The Natick, MA-based company will also pursue a far faster ramp up of its Twin Cities operations than was previously expected.
Boston Scientific will add "in the ballpark" of 2,000 jobs over the next two to three years at its Twin Cities operations, and will go ahead with plans to build a new research and development facility at its campus here, says Jim Tobin, the company's CEO. That's more than twice as many jobs for this area than the company earlier indicated it might add. Tobin says his company is set to go on the new R&D plant "as soon as we get the permits."
Company officials have plans for a 120,000-sf R&D facility at its local campus, says Al Madsen, city administrator for Maple Grove.
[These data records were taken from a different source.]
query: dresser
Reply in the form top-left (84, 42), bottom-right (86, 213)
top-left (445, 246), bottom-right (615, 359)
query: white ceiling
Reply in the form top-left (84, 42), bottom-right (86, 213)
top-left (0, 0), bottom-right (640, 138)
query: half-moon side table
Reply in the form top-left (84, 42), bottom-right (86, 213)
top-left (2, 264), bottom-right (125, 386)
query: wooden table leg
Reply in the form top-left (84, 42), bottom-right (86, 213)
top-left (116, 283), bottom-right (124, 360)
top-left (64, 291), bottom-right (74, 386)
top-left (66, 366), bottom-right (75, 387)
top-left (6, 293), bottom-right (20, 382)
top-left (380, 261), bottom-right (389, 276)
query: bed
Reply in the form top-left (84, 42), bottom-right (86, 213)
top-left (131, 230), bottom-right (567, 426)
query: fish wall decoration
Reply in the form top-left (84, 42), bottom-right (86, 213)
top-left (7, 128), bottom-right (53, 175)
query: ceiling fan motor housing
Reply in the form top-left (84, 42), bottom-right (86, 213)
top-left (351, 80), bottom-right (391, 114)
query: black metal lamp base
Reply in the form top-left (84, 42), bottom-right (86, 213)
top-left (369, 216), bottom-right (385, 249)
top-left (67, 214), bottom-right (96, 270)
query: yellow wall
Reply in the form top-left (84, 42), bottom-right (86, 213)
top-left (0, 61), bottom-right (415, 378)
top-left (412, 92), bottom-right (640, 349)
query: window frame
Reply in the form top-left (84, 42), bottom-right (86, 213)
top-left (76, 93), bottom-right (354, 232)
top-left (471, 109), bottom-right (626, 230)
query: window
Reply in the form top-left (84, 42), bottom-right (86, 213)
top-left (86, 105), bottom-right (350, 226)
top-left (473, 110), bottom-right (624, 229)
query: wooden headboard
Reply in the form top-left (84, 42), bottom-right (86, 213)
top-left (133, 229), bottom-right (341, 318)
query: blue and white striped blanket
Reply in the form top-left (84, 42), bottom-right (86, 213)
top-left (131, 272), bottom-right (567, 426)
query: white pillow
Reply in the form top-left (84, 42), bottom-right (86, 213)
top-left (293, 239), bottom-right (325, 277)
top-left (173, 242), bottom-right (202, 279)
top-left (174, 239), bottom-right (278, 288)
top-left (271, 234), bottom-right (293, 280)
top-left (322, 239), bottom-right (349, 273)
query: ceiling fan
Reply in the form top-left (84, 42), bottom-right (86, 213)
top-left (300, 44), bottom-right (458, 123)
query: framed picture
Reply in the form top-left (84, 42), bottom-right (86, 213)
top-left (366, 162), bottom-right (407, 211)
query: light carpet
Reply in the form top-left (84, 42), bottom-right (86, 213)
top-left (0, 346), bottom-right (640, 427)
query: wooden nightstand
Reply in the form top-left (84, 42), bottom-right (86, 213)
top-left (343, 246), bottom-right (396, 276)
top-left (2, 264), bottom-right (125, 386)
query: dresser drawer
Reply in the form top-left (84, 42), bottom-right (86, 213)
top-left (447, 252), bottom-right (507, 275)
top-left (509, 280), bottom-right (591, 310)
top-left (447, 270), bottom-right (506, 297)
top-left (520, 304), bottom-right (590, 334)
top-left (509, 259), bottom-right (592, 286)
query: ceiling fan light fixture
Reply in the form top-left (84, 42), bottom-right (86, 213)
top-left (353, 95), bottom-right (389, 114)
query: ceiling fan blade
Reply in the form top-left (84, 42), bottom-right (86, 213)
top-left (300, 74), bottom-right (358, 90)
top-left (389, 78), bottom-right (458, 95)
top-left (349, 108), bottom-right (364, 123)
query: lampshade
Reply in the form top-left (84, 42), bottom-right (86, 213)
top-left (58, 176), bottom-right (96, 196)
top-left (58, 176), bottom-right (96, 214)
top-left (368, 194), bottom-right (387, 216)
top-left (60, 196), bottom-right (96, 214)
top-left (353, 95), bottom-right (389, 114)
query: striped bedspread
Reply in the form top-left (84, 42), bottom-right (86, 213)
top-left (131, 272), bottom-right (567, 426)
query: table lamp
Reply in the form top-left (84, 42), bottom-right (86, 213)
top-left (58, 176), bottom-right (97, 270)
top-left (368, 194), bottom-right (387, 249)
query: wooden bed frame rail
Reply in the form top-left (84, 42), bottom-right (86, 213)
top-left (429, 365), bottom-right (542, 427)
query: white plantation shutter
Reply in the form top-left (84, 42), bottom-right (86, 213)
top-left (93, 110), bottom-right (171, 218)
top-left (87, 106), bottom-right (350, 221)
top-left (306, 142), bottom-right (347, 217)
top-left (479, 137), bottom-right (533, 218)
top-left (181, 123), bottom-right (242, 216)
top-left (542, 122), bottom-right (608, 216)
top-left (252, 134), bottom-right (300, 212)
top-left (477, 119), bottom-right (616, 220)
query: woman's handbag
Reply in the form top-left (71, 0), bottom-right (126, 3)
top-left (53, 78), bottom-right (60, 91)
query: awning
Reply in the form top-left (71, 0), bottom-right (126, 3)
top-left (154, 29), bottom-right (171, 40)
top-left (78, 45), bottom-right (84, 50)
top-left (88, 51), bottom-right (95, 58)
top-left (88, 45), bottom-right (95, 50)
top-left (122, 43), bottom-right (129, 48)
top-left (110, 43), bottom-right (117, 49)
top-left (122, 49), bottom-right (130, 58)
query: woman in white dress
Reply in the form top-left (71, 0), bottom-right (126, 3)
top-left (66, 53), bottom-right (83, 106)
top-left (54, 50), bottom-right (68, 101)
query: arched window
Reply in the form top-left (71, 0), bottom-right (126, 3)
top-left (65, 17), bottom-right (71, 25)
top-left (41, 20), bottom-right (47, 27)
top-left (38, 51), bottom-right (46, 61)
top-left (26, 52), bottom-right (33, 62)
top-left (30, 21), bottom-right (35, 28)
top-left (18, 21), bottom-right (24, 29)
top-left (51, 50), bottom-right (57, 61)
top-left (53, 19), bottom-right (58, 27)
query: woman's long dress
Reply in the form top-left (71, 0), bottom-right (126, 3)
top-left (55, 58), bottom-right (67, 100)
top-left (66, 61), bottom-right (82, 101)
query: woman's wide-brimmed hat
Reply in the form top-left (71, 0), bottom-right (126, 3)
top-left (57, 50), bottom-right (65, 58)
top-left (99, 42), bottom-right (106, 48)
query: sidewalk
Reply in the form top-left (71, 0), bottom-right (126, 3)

The R&D building is expected to cost $12 million and take two years to build, but outfitting it with clean rooms and scientific equipment could double or triple that amount, Madsen says.
The company is in the midst of adding a total of 40,000 sf to its two existing local buildings, and Madsen expects that project to be completed in the next three to four months.
The company's Taxus drug-coated stent, which is intended to keep cleaned-out arteries from clogging up, won unanimous approval from the nine members of a circulatory system devices panel that advises the US Food and Drug Administration. Stents are tiny metal mesh tubes that prop open arteries after the arteries are cleaned out by angioplasty. The drug coating helps prevent tissue growth from re-clogging the artery, a common problem with bare metal stents.
All that is left before Boston Scientific's device can be sold in the US is for the full agency to approve it—-a decision that is expected by analysts sometime in the first quarter of 2004. The full FDA board almost always takes its panels' advice, says Phil Nalbone, a securities analyst with RBC Market in San Francisco.
In July, Boston Scientific said it would hire 1,200 scientists and skilled manufacturing workers in Minnesota and Ireland and add new facilities in both locations. At that time, the company said it had 2,600 employees in the Twin Cities-—1,850 in Maple Grove and 750 in Plymouth. Now it appears the company has far more aggressive expansion plans.
The company may get city and state help with its expansion. Several months ago, Boston Scientific talked with the Minnesota Department of Trade and Economic Development about job training support, and has not had any subsequent discussions, says Kit Borgman, a spokeswoman for the department. Madsen went on to say his city is willing to discuss a variety of public aid for the expansion, including road improvements and tax increment financing.